The pained voices of customers who are desperately looking for help
I was pointed in the direction of CHI 2003 - Best Practices and Future Visions for Search UIs: A Workshop , which is a fantastic set of documents. I am spending much of my "down-time" working my way through them, and no doubt will come back to some of them.
Initially the one that really struck me was Joel Angiolillo's work on " Search log analysis as a usability engineering tool " [word doc 474kb] - and not just because it was top of the list. The topic so clearly chimed with the talk I gave earlier this evening at the UK UPA meet-up.
I was particularly drawn to two quotes. One touched on the 'magic' that uses perceive to be behind search, which they expect to be able to read their minds:
We have found in the lab that users expect search engines to be at least as smart as a store clerk. If they enter the search string "pay bill" and are returned a page about "Bill Jones who found that centrex service pays off..." they either become irritated or simply think that the search engine is broken.

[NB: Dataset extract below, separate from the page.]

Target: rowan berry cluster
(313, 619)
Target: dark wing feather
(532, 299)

The second was a quote that I think should send chills down the spine of anyone running a web service that claims to care about their users and who thinks technology can solve search:
Spending hours pouring over thousands of search queries, one can hear the pained voices of customers who are desperately looking for help. The...search engine, with its simple word spotting routines, can not come close to providing the expert support that a good clerk or call center representative can.
Thanks for the thoughts. It was a great little conference. I will I was still working on search.